Betapa mahalnya berlapang dada, karena itu biarlah sikap ini ada pada hidup kita setiap hari. Hendaklah kita semua seia sekata, seperasaan, mengasihi saudara-saudara, penyayang dan rendah hati. Mari rendahkan diri seorang terhadap yang lain, sebab: “Allah menentang orang yang congkak, tetapi mengasihani orang yang rendah hati” (1 Pet. 3:8; 5:5).

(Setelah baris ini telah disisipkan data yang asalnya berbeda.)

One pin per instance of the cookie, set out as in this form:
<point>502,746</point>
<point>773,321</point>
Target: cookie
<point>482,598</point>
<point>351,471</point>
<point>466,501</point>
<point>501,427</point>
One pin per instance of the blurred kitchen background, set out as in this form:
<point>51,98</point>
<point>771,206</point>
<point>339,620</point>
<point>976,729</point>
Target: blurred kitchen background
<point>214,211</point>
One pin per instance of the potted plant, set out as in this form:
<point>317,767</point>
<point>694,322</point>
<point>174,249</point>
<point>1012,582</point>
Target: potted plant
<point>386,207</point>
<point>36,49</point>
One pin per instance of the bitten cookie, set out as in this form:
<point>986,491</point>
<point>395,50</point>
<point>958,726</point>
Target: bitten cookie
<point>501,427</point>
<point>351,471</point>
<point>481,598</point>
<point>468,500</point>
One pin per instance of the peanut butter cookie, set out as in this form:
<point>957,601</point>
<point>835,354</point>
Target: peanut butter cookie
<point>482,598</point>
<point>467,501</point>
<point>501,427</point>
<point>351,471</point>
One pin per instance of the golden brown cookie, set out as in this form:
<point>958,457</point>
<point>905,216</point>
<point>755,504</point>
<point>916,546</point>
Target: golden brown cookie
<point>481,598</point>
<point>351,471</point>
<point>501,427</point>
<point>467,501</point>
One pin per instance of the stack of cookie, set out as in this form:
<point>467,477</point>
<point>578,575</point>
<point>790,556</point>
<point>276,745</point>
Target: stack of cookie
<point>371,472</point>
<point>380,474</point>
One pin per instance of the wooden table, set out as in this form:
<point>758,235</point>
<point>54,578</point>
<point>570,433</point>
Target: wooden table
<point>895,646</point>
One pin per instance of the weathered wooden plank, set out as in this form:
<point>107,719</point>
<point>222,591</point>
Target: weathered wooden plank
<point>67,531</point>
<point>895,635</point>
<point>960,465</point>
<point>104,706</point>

Lapang dada itu adalah bentuk kerendahan hati. Tuhan membimbing orang-orang yang rendah hati menurut hukum, dan Ia mengajarkan jalan-Nya, lalu Ia memahkotai orang-orang yang rendah hati dengan keselamatan (Mzm. 25:9; 149:4).Lapang dada adalah kunci keberhasilan hidup kita.[aw/16]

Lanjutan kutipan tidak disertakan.